For the first time I’ve participated in “Advent of Code” contest. It promised to be a fun time and a good opportunity to learn a new programming language. I’ve taken Clojure from my bucket list and dived head first into the contest.
The first few tasks are deliberately very easy, so that participants firstly would get into the mood and would not detract by the bar raised too high, and secondly to let one to get acquainted with the platform and rules, set up the coding environment and get hands-on with the new language (if you one uses such).
The problems were of varying complexity and some of them required prior knowledge of algorithms. The hardest one were about searching a path in a maze. The cool twist was the addition of the IntCode virtual machine. Over the course of a few days the problems were shaping the definition of the IndCode VM. Participants were expected to implement and to debug it in order to solve the problem.
Clojure has shown strong and I’ve rarely struggled with the language. Debugging tools could be better though. All the solutions could be found here on Github.

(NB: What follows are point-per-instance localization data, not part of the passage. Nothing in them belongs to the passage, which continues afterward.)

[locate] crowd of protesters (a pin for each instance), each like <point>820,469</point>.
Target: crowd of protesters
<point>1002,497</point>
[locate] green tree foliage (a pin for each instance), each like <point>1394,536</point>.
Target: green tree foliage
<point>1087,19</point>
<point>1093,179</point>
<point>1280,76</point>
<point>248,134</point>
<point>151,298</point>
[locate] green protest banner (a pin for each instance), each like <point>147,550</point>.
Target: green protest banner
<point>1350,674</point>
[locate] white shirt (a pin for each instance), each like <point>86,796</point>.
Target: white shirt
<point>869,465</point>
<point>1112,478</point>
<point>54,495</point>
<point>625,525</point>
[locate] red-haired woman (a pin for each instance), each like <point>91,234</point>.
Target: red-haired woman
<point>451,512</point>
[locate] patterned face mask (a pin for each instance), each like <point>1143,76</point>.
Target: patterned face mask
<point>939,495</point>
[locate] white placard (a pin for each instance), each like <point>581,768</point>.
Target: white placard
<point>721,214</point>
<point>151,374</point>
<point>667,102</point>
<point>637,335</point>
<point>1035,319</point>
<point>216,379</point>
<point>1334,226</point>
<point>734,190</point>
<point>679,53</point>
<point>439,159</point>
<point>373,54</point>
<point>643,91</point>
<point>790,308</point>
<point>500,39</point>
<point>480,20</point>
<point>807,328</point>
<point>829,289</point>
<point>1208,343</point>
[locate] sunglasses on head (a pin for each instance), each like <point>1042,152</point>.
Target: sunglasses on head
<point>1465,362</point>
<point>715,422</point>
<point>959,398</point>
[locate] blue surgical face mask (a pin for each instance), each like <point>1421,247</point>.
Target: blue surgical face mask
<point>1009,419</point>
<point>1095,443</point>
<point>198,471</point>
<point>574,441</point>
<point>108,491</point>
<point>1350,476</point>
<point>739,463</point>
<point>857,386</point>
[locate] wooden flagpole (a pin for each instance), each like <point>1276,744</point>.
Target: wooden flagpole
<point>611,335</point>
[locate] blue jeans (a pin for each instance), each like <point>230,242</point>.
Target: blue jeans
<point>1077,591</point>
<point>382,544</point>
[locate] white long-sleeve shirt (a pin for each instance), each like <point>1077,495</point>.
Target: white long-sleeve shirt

For an additional fun I’ve produced animations for some of the problems. For that I’ve used awesome Quil library which implements Processing.org API.
Problem 13 - Care Package
Arkanoid AI should be implemented in IntCode. Each block in the game has its own unique value and the answer of the problem is the end score.
Problem 15 - Oxygen System
A robot have been deployed to a maze of unknown structure. By issuing movement and observation commands the maze should be fully explored and a marked cell should be found. Then the time to fill the maze with air should be calculated, given that the air is injected in the bottome left corner and it spreads each tick to the adjacent cells.